Additionally, the question of which cell type(s) drive disease is of vital importance for the next generation of therapies. Some studies have suggested that peripheral knockdown of the AR is sufficient to rescue disease phenotypes in SBMA mouse models [8, 169]. Should these findings translate to patients, it would simplify drug delivery and spare androgen receptor function in the CNS [222]. However, there is also evidence that expression of the AR in the CNS drives disease [178, 218]. Additionally, SBMA patients suffer from sensory neuropathies, further suggesting a primary role for CNS AR in disease.

Thus far, all of the studies conducted in SBMA mouse models suffer from the caveat that, in order to drive an observable behavioral phenotype, AR with a supraphysiological polyQ tract length is expressed. In HD, long polyQ tracts are associated with juvenile onset HD, which is characterized by dysfunction of different brain regions (notably, the cerebellum) than adult onset HD [186]. Given that polyQ tract length can affect which cell types are disrupted by the mutant protein (and to what degree), caution is therefore warranted in the interpretation of tissue-specific effects in these SBMA mouse models. It is well-established that toxicity in motor neurons can drive muscle pathology and that toxicity in muscle can drive motor neuron pathology. Consequently, similar phenotypes could be achieved in SBMA mice regardless of whether muscle or motor neurons drive disease. The goal, however, is to determine which cell types are critical for disease in human SBMA patients. This question was addressed in HD by utilizing an allelic series of knock-in mice to gather transcriptomics data on various tissues in response to huntingtin with a range of polyQ tract lengths [223]. Perhaps a similar approach in an SBMA mouse model could shed light on how polyQ tract length impacts the cell types affected by the mutant AR. Given that polyQ tract length inversely correlates with disease onset, identifying the genes that change most in response to a longer polyQ tract could be important, as these genes must contribute to the disease. Moreover, determining if transcriptomic/proteomic phenotypes at a physiologically relevant polyQ tract length occur first in motor neurons or muscle could guide efforts to effectively deliver SBMA therapies moving forward.

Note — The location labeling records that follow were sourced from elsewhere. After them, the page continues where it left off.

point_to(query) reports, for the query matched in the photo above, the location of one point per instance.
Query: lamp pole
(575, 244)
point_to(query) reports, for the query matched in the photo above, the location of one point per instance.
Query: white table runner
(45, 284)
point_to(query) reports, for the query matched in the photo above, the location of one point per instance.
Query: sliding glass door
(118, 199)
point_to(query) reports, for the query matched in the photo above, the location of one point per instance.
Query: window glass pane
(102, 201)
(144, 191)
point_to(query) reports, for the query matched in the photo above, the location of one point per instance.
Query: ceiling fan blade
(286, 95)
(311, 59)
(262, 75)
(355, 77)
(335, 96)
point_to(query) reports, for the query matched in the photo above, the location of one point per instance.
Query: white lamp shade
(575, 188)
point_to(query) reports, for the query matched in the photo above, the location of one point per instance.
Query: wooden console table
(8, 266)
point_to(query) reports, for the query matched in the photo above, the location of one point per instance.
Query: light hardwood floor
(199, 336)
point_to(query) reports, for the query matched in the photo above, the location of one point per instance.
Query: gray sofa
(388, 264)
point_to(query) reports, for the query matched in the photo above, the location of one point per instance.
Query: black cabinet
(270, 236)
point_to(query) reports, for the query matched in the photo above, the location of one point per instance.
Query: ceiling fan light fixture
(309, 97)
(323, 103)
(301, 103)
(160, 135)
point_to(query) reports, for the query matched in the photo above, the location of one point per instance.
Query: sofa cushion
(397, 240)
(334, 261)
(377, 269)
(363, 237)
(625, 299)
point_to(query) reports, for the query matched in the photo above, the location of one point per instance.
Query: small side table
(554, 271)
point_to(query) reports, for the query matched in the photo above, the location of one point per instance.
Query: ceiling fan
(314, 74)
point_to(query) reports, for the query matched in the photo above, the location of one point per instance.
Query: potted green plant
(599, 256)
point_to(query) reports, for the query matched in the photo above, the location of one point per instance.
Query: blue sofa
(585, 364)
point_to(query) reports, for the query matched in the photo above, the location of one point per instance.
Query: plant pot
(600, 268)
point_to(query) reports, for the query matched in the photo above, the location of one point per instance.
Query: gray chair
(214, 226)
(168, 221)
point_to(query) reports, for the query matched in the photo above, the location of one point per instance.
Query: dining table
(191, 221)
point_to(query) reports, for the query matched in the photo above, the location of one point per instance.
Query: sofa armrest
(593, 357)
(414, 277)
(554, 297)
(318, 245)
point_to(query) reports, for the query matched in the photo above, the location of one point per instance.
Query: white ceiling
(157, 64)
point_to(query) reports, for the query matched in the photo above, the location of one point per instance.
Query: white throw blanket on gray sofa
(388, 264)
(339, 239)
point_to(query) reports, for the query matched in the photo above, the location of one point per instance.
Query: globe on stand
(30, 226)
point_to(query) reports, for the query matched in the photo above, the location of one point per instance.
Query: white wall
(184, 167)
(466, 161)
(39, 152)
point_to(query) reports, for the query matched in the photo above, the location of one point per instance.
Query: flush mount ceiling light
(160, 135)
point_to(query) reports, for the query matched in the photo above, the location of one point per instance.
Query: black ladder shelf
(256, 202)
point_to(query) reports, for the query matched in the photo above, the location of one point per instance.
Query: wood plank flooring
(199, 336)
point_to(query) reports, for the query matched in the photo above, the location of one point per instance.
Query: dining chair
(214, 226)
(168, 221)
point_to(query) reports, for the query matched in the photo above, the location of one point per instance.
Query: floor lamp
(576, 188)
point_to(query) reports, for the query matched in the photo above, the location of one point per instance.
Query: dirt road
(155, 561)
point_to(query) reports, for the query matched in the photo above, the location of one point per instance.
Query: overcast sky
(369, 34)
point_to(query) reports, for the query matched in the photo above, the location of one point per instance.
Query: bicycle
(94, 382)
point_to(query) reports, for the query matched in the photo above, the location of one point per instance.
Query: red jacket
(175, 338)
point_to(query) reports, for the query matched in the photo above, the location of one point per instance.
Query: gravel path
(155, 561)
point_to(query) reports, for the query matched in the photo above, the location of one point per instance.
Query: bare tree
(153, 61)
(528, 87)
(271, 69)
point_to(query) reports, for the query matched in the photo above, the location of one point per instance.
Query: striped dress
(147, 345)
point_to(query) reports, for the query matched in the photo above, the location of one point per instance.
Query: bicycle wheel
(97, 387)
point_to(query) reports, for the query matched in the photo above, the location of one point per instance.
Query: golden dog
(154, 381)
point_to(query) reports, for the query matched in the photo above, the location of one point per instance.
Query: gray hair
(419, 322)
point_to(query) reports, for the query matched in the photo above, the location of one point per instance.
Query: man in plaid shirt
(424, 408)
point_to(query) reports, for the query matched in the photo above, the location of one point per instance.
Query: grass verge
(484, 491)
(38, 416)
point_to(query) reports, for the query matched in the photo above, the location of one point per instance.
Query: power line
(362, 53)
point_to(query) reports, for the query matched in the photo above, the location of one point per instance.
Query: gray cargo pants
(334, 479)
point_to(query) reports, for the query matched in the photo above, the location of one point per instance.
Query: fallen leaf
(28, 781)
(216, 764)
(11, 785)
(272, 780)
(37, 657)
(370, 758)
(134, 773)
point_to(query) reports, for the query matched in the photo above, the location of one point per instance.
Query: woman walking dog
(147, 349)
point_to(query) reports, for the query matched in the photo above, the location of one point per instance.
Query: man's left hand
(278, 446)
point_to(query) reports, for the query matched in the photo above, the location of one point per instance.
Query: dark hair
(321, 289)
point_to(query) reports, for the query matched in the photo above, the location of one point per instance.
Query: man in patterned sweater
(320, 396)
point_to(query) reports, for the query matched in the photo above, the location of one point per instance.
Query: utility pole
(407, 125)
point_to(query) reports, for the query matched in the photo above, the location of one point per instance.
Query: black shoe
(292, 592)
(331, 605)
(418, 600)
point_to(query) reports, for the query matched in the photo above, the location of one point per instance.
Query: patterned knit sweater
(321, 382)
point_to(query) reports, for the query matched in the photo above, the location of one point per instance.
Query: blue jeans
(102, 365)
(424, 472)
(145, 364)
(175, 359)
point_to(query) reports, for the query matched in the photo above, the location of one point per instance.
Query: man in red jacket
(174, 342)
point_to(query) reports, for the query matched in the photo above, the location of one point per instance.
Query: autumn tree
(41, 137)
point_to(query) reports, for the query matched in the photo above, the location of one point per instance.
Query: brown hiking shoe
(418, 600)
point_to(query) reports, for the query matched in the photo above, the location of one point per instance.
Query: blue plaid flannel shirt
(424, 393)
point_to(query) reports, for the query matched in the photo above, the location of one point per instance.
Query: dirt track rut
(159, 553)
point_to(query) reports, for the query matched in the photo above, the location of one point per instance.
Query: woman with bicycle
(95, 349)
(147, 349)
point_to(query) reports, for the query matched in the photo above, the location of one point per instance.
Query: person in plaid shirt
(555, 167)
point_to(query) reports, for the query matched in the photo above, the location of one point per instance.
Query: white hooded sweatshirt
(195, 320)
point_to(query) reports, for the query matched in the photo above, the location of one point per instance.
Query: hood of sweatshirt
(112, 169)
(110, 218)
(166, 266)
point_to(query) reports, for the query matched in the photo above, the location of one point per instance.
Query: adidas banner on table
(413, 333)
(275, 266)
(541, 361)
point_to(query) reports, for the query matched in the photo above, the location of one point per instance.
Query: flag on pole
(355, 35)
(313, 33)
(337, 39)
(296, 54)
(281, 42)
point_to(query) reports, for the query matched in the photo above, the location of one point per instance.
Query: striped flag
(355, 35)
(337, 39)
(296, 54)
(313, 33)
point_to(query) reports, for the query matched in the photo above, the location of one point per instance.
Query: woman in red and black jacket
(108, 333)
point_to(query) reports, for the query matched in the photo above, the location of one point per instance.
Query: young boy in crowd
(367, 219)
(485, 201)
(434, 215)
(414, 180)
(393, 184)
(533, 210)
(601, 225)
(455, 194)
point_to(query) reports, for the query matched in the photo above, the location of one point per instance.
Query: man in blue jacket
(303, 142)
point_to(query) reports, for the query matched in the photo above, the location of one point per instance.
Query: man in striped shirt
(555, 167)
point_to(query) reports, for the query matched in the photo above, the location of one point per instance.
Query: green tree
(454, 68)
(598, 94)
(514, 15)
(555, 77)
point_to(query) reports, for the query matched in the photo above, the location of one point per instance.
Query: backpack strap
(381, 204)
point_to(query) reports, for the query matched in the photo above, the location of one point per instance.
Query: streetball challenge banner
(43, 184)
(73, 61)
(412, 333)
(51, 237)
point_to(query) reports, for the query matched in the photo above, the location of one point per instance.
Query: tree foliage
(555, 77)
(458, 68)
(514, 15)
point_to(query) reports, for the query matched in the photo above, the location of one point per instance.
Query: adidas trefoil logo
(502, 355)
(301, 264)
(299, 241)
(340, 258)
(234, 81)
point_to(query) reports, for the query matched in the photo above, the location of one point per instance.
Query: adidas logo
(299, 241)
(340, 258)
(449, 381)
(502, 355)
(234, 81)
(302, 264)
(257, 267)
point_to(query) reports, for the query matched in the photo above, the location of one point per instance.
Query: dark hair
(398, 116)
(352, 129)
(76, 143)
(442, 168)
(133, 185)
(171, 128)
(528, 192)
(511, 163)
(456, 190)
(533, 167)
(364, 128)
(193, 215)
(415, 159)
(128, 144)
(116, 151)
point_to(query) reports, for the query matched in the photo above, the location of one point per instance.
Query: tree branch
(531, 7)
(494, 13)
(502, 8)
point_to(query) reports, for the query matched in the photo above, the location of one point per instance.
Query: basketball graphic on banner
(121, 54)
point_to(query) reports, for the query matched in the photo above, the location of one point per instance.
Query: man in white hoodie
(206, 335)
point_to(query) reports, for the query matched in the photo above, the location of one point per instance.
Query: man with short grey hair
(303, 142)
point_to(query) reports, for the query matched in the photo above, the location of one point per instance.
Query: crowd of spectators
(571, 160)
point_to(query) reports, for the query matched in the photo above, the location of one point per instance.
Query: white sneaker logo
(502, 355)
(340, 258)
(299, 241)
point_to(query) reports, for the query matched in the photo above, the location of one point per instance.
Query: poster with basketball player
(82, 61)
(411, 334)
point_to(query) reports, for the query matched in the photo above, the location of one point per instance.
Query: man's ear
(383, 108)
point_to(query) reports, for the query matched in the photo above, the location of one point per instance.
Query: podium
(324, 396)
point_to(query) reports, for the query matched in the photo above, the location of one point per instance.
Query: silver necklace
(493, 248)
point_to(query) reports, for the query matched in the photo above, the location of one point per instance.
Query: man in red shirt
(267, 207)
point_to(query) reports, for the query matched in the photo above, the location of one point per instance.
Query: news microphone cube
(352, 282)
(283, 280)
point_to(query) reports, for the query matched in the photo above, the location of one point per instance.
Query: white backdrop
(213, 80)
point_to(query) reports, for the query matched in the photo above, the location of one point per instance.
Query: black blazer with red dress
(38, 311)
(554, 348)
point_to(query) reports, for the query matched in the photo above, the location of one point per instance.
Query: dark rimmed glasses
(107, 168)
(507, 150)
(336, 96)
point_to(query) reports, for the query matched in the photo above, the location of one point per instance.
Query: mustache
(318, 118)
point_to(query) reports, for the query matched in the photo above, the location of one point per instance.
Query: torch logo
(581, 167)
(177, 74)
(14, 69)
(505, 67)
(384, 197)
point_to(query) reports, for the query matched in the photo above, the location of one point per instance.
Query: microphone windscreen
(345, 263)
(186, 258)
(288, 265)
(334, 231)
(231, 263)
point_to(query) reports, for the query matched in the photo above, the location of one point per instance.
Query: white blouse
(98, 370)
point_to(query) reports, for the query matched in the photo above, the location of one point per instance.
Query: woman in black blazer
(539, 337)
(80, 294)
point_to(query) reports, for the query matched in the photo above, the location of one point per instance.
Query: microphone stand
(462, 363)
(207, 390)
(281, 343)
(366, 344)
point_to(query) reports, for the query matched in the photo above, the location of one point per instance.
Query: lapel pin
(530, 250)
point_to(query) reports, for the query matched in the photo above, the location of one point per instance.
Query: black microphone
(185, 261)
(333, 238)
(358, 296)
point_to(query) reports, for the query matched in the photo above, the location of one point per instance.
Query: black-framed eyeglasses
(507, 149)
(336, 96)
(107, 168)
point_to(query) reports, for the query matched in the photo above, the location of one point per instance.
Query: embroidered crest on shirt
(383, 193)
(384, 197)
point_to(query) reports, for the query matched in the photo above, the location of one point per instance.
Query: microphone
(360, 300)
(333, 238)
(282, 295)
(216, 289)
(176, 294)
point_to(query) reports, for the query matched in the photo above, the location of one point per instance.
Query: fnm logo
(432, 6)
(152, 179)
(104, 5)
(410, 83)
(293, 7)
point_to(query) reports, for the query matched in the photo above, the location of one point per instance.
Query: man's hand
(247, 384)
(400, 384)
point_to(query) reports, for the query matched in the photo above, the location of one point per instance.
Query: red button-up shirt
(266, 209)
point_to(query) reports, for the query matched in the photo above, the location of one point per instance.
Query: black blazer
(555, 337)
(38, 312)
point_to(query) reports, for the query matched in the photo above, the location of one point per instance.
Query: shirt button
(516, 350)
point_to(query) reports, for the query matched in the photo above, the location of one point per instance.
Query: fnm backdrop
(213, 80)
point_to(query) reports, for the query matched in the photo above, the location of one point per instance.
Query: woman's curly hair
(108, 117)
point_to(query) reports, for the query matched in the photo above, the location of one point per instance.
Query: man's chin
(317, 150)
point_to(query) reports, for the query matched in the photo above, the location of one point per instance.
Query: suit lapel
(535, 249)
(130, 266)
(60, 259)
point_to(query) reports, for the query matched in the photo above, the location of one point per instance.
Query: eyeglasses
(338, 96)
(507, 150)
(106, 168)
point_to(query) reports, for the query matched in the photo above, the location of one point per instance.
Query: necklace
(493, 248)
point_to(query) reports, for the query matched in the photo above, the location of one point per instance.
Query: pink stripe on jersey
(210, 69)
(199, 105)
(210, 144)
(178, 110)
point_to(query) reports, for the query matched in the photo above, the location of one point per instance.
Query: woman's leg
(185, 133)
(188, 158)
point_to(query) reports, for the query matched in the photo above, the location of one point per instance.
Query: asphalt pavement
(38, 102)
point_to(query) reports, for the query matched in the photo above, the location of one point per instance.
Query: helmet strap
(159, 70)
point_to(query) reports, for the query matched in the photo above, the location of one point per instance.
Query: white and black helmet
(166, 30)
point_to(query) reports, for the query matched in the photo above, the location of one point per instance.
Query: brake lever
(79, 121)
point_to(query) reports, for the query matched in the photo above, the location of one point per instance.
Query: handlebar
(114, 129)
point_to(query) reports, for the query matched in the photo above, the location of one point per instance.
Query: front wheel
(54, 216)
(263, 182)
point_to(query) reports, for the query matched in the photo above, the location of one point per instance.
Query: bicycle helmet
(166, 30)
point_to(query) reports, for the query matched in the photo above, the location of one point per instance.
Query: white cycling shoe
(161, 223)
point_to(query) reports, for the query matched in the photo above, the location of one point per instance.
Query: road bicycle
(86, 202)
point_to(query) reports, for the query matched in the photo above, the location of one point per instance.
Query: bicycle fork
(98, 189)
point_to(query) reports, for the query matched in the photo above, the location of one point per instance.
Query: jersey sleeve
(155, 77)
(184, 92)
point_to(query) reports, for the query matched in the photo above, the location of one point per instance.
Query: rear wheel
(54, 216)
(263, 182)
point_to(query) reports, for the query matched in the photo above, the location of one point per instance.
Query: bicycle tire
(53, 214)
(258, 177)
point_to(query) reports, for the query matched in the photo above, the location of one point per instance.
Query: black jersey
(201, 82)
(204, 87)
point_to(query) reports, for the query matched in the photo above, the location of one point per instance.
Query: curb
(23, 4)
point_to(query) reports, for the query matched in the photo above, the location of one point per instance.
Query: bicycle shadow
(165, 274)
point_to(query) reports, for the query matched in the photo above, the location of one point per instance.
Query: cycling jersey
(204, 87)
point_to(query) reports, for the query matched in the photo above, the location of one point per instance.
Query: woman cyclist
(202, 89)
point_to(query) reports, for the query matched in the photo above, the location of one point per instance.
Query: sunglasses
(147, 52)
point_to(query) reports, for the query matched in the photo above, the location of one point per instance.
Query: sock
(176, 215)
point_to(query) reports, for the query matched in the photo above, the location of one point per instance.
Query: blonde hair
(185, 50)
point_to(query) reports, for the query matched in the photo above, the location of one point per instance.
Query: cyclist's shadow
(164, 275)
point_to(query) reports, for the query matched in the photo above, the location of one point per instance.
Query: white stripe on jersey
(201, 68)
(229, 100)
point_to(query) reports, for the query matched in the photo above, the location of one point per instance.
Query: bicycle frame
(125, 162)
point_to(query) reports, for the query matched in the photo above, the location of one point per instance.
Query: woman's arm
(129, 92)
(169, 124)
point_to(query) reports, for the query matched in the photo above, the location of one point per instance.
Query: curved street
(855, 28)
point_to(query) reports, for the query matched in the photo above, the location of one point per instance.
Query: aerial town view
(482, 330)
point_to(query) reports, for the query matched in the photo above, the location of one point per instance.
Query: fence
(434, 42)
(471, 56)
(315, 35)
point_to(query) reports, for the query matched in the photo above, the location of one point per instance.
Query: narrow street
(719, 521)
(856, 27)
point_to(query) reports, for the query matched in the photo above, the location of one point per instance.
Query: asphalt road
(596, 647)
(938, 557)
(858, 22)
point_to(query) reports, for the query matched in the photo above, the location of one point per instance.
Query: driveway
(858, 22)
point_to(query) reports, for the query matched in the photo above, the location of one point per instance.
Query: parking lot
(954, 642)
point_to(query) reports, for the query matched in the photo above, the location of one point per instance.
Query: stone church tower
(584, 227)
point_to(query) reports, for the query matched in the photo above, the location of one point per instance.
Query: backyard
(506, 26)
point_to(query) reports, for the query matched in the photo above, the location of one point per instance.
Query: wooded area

Related to the question of the tissue involved in disease initiation, the extent to which tissue-specific somatic instability of the expanded CAG tract of mutant AR contributes to disease remains to be determined. Somatic mosaicism is primarily observed in cardiac and skeletal muscle of SBMA patients—tissues with high levels of AR expression [224]. Additionally, a higher CAG mosaicism index in SBMA patient blood inversely correlated with age of onset in a study of 46 SBMA patients, although statistical significance was not reached for other clinical features of disease [30]. Clarifying the role of somatic instability in SBMA pathogenesis could add to our understanding of why specific cells/cell types are vulnerable to polyQ-expanded AR.

It remains to be determined which direction(s) of study will ultimately lead to a treatment for SBMA, but until effective treatments exist, further exploration in all directions is imperative. The studies summarized here reflect broad efforts to advance our understanding of SBMA on multiple fronts, with the ultimate goal of achieving a clinically meaningful outcome in patients.